Melodys of Earth and Sky (2021-24)

New version for actor & chamber ensemble (10 players)

Thursday, 22th August, 2024

presteignefestival.com

Julian Philips has just completed a new version of his Melodys of Earth and Sky, reimagined as a suite for actor and a chamber ensemble of ten players.

The work has been commissioned by this year’s Presteigne Festival and receives its premiere on Thursday 22nd August 2024 with acclaimed actor, Anton Lesser, and the Presteigne Festival Ensemble conducted by George Vass.

Not just one of the most powerful poetic voices of nineteenth century rural England, poet John Clare was also an accomplished fiddle-player and collector of traditional folk melodys, ‘pricking’ down 263 in two books of fiddle-tunes. Melodys of Earth and Sky is an ongoing creative project that investigates the interrelationship between these two sides of Clare’s nature – the poet and the musician.

In its first version, Melodys was conceived as an instrumental songbook of selected Clare tunes which Philips creatively transcribed in 2021 for just clarinet and violin. For its subsequent NMC Recording, released in March 2021, the nine movements of Melodys were interspersed with Clare readings, recorded by actor Toby Jones, chosen thematically to resonate with the themes and character of the music.

This new version of Melodys, now a suite for actor and a larger ensemble of 10 players, seeks to bring these chosen Clare texts into closer alignment with the music. Clare’s words are no longer separate; they are embedded within the fabric of the music, thereby releasing their musicality.
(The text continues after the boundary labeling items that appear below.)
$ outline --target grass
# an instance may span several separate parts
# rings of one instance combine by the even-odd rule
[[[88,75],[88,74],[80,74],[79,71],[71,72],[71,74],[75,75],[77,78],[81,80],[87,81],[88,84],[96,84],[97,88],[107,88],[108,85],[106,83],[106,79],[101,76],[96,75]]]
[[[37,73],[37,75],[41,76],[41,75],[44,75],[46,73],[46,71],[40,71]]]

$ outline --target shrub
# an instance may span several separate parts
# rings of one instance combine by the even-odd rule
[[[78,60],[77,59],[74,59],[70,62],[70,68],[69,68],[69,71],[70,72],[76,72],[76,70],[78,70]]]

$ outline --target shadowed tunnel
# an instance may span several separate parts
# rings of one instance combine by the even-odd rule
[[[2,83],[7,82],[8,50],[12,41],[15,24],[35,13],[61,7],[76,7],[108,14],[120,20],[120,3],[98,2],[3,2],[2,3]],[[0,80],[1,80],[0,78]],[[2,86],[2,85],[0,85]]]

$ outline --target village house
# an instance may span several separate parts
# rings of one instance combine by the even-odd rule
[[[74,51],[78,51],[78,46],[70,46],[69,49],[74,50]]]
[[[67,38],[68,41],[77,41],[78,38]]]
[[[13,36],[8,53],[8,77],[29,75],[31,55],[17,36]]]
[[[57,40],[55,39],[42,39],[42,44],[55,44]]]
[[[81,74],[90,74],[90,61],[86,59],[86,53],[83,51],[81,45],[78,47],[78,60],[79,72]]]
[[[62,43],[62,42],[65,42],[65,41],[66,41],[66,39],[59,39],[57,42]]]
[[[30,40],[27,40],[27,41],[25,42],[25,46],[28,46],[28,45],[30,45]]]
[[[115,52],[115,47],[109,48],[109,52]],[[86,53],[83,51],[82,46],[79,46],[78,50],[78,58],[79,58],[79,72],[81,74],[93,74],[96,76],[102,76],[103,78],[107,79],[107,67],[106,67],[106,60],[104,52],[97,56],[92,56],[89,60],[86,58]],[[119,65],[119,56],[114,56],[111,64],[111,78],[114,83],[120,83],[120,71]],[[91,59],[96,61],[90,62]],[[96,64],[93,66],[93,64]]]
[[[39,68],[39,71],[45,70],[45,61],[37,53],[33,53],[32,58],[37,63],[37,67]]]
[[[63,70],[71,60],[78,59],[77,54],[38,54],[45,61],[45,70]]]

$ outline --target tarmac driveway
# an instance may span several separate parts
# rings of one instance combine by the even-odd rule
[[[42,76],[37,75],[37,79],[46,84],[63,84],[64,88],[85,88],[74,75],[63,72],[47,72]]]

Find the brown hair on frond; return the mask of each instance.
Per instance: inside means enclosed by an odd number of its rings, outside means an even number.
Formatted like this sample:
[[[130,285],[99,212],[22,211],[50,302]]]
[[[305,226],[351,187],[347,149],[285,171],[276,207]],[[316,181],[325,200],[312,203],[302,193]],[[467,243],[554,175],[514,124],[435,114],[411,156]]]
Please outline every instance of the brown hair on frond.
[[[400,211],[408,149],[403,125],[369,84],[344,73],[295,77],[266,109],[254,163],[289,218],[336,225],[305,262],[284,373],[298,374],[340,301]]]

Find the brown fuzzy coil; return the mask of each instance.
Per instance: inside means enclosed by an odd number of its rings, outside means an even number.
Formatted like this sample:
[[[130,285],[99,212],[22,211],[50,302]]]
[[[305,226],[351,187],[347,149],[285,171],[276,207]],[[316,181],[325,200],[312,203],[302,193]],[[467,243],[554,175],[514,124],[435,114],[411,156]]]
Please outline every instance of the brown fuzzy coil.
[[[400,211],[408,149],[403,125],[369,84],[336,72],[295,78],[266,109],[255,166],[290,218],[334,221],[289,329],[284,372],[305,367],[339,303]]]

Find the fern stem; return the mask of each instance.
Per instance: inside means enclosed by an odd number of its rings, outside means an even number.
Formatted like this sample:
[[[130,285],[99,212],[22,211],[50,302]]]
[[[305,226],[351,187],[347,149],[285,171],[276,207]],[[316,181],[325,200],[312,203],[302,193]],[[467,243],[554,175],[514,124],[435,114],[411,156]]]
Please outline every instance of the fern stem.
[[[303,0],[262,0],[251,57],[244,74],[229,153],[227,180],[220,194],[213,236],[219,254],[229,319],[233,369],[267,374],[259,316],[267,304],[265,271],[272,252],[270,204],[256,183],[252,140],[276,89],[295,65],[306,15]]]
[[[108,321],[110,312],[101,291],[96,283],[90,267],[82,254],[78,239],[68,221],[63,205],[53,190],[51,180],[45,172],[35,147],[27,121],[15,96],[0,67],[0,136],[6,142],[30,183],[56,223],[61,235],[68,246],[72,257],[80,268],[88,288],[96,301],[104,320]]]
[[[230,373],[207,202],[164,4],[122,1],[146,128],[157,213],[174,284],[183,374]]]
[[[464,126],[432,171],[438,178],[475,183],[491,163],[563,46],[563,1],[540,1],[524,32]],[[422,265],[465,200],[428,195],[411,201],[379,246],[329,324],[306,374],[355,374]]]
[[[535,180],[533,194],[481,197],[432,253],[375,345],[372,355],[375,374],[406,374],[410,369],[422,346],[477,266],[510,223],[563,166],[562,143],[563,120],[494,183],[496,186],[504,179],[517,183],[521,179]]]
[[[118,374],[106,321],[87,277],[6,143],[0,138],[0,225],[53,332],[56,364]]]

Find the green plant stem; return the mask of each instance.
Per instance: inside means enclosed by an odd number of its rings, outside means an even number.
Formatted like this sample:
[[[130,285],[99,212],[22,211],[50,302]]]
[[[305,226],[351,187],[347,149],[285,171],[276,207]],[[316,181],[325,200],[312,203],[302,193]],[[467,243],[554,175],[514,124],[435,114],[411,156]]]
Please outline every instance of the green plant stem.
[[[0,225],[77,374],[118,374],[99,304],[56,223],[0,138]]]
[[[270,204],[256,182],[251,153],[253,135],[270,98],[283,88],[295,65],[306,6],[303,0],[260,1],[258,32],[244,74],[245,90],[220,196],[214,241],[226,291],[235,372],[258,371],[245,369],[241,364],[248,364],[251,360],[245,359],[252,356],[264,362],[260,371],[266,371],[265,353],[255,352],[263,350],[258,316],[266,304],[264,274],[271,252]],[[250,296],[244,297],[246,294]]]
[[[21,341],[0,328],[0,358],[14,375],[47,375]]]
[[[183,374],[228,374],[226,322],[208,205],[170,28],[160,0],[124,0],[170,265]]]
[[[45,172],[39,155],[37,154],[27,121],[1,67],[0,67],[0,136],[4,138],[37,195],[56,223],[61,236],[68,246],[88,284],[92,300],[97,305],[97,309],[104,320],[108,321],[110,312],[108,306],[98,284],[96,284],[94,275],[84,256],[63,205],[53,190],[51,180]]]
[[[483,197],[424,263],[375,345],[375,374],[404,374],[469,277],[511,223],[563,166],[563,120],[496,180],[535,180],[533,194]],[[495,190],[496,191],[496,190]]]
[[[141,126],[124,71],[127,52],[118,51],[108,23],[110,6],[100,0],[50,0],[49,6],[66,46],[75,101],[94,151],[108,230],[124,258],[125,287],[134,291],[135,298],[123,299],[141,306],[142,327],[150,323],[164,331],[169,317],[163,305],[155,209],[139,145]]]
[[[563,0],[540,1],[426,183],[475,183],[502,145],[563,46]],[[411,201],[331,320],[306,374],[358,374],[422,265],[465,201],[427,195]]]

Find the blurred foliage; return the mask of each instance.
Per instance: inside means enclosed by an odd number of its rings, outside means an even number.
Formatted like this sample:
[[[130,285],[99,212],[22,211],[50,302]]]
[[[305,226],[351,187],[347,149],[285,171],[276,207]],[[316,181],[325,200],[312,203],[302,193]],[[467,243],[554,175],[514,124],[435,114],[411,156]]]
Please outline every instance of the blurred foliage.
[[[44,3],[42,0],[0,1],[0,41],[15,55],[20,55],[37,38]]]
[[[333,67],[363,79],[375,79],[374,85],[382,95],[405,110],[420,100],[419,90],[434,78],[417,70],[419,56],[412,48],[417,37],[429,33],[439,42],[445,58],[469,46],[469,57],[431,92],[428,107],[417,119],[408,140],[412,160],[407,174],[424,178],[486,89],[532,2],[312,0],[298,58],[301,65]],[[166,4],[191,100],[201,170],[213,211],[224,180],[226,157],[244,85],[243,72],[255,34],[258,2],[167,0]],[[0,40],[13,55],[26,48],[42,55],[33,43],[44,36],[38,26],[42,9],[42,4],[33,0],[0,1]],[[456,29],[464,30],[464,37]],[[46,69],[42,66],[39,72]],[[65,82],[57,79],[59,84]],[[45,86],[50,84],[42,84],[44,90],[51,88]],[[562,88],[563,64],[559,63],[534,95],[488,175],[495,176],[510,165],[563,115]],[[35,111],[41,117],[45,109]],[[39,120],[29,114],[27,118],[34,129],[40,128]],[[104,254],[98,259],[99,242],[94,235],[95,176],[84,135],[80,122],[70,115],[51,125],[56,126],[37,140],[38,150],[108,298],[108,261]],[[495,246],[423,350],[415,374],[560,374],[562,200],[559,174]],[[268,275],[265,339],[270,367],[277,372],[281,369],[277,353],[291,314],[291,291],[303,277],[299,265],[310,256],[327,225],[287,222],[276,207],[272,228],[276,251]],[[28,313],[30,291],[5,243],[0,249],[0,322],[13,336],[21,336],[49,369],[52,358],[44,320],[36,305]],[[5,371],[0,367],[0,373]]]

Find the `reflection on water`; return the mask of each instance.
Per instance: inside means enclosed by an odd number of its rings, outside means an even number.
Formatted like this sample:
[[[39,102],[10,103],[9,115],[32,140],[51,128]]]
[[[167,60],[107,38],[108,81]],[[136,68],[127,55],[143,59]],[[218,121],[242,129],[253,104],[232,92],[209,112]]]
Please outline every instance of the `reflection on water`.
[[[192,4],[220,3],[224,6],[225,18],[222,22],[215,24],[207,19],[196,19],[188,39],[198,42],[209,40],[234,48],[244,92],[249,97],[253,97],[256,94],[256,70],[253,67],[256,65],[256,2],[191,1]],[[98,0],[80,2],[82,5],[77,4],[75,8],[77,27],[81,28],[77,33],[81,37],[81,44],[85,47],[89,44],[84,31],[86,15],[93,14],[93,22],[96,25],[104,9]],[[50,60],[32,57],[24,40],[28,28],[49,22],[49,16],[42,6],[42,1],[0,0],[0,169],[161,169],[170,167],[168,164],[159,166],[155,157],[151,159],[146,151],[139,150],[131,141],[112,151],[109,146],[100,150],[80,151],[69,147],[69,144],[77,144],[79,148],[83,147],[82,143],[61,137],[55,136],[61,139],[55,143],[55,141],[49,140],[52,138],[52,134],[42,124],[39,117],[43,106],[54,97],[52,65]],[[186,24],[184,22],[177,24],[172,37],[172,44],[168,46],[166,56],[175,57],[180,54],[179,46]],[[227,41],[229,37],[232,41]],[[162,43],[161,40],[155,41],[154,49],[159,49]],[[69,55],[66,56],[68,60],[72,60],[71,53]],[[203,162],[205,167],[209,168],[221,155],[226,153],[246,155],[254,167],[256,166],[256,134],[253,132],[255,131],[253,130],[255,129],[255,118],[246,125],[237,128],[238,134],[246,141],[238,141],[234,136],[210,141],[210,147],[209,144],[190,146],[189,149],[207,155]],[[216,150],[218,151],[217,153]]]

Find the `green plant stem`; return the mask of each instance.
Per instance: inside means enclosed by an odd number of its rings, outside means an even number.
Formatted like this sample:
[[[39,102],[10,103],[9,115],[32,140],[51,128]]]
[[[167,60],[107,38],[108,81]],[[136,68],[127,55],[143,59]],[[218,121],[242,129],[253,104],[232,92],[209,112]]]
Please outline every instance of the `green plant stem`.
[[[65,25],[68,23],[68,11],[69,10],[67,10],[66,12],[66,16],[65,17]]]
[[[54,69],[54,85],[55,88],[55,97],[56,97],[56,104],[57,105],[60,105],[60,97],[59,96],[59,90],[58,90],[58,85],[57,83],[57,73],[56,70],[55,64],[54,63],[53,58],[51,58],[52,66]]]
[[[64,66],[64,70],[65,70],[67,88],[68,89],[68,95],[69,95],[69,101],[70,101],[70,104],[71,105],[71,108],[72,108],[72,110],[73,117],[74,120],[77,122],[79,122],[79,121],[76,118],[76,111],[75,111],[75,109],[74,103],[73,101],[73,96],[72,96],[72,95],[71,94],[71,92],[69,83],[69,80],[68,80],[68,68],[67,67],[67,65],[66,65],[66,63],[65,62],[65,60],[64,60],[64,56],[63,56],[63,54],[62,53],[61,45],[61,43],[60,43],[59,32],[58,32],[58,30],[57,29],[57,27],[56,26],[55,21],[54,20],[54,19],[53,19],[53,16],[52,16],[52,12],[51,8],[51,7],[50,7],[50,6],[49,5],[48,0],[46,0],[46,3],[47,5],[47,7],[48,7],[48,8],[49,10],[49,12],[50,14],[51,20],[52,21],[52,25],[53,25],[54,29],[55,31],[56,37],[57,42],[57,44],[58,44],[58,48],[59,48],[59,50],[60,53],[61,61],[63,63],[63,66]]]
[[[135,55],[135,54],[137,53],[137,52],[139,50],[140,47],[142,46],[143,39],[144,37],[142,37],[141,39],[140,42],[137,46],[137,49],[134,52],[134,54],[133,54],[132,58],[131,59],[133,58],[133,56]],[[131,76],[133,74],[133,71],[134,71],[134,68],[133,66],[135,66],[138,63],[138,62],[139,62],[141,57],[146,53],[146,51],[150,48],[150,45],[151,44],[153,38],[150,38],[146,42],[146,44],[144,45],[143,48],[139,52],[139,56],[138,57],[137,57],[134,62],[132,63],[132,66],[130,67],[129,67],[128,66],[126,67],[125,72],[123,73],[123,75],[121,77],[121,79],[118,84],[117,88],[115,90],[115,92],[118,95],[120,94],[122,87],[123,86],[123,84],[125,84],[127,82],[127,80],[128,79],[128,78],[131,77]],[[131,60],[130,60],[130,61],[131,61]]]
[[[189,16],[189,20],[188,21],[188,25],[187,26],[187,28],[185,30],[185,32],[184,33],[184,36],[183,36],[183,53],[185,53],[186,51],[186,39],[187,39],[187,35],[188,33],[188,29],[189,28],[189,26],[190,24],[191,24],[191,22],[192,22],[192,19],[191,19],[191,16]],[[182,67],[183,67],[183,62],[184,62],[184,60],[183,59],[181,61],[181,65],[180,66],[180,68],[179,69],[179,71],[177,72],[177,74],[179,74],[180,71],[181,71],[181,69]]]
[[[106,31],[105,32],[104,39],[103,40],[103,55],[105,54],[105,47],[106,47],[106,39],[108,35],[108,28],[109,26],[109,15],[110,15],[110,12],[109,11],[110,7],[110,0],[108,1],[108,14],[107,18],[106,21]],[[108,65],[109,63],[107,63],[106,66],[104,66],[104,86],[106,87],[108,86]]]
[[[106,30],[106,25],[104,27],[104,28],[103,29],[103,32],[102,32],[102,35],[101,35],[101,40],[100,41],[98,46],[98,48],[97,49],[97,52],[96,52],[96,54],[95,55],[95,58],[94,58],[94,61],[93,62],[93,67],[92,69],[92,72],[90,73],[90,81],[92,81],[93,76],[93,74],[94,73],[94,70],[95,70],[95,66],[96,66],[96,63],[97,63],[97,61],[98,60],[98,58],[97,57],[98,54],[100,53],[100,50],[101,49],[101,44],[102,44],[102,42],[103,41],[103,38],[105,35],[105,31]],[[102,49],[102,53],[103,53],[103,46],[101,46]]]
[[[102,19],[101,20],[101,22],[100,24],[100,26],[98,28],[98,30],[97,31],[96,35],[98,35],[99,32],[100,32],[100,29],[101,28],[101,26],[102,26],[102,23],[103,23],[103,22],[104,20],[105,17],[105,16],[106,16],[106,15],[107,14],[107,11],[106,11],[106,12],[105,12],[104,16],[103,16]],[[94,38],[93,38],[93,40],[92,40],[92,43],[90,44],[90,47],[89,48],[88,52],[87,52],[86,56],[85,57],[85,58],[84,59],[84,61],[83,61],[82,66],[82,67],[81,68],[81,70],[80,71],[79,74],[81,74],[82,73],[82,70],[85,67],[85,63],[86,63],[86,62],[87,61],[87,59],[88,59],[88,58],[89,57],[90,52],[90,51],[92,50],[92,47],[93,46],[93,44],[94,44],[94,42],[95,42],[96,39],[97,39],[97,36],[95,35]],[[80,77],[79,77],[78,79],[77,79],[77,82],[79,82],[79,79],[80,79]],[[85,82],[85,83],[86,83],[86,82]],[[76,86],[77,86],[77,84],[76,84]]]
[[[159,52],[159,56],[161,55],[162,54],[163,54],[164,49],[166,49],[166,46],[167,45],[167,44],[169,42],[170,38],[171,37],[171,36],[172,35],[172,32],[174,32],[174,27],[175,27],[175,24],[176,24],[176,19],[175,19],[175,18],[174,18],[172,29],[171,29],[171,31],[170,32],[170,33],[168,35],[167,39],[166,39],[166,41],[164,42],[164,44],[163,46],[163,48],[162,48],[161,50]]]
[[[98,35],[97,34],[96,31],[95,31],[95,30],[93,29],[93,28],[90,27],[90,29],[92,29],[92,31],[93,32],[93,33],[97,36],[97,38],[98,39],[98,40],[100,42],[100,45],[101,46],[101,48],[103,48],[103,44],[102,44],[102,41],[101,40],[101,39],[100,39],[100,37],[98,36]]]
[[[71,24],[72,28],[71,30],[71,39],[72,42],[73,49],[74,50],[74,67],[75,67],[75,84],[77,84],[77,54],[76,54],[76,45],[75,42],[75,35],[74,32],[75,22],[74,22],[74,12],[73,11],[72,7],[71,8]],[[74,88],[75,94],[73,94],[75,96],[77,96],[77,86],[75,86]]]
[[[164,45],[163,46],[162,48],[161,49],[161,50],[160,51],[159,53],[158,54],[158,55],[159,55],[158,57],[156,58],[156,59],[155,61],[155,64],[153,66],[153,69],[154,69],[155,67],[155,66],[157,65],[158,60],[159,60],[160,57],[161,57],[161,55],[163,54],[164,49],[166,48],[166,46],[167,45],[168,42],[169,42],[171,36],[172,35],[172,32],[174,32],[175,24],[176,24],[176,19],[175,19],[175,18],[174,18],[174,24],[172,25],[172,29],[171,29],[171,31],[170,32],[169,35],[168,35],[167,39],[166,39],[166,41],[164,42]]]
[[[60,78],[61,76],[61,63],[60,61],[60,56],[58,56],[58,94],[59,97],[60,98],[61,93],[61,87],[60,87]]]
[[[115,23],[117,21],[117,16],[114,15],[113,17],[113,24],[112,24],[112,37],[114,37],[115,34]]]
With a richer colour palette, Melodys’ sequence of Clare pictures is intensified, ranging from melancholy to sorrow, from wonder to inebriation and comedy, from intrigue to exuberant joy.

Melodys of Earth and Sky celebrates the legacy of Clare as poet and musician, while also offering vivid snapshots of rural life in Clare’s early nineteenth century England – its ways of life and traditions gradually disappearing in the throes of industrial revolution.